Sorotan utama mencakup potret penuh karya Klimt tahun 1902 yang menggambarkan Gertrud Loew (Gertha Felsőványi), dengan estimasi harga antara £20 juta hingga £30 juta. Karya awal Schiele berjudul “Danaë”—yang dilukis saat ia baru berusia 19 tahun—diperkirakan terjual di kisaran £12 juta hingga £18 juta, demikian pula lukisan Modigliani “Homme à la pipe (Le notaire de Nice).”

Sejumlah karya unggulan tersebut akan dipamerkan untuk publik di markas Sotheby’s di New York mulai akhir pekan ini hingga 18 Mei.

Karya lain yang juga akan dilelang antara lain “Two Studies for Self Portrait” karya Bacon dengan estimasi £8–12 juta; “Portrait de Paul Hugot” karya Gustave Caillebotte senilai £3,5–4,5 juta; serta “Woman in a Grey Sweater” karya Freud yang diperkirakan mencapai £3–4 juta.

Menurut Sotheby’s, meskipun beberapa karya pernah dipinjamkan ke museum di seluruh dunia, banyak di antaranya belum pernah muncul di pasar terbuka selama puluhan tahun—bahkan ada yang belum pernah sama sekali.

Joe Lewis sebelumnya merupakan pemegang saham mayoritas Tottenham Hotspur hingga 2022, sebelum menyerahkan kepemilikannya kepada Lewis Family Trust. Ia juga pendiri Tavistock Group, di mana Vivienne Lewis menjabat sebagai senior managing director.

Juru bicara koleksi Lewis menyatakan bahwa mereka berharap penjualan ini dapat menginspirasi generasi kolektor baru melalui karya-karya yang selama ini menjadi sumber kebahagiaan dan ketertarikan pribadi mereka.

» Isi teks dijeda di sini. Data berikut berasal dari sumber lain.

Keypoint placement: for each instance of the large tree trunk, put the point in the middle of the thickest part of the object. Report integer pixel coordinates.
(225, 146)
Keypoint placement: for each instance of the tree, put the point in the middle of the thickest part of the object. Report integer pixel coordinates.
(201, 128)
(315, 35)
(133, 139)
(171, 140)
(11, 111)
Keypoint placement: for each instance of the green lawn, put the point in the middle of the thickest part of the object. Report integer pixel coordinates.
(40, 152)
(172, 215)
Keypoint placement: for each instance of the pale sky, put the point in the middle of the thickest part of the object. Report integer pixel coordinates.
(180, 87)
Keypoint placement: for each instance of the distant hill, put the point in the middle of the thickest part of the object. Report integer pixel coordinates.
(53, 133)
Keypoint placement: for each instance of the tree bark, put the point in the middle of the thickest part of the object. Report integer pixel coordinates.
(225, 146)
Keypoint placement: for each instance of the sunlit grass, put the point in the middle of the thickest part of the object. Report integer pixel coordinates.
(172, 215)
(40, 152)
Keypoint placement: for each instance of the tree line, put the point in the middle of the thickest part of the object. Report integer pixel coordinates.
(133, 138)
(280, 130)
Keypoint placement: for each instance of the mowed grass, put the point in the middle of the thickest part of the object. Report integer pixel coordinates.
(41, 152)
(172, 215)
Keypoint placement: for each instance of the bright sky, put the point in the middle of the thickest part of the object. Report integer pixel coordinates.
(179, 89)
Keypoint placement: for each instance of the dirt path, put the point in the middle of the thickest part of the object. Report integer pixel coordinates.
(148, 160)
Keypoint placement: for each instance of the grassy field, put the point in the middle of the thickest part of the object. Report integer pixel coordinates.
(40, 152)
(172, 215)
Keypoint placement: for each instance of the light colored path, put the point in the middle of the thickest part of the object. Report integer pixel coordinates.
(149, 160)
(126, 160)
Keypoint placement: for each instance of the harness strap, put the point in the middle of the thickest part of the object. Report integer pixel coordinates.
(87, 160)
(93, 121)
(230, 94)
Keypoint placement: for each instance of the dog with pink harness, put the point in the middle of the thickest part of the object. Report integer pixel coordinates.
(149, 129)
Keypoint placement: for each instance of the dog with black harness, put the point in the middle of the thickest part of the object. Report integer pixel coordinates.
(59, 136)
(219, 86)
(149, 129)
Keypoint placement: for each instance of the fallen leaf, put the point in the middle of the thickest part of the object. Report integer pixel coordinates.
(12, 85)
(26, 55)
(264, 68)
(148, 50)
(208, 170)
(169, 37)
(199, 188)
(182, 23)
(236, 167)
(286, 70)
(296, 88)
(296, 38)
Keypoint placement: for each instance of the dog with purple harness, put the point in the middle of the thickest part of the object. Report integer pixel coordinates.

Namun demikian, penjualan ini bukan berarti mereka berhenti mengoleksi seni. “Ini hanyalah salah satu tahap penting. Perjalanan kami sebagai kolektor masih jauh dari selesai—kami tetap berkomitmen pada pelukis avant-garde masa kini,” ujarnya.

Ketua Sotheby’s Eropa, Oliver Barker, mengatakan bahwa Lewis tumbuh di tengah dinamika kreatif London pascaperang—kota yang melahirkan seniman seperti Bacon dan Freud—yang kemudian memicu ketertarikannya pada seni.

“Ketertarikan awal itu berkembang menjadi kecintaan pada figurasi, lalu menjadi salah satu koleksi seni modern pribadi paling penting di dunia, dengan karya-karya yang dipamerkan di museum global,” ujarnya.

Ia menambahkan, menghadirkan koleksi ini di London—tempat semuanya bermula—menjadi momen yang sangat istimewa.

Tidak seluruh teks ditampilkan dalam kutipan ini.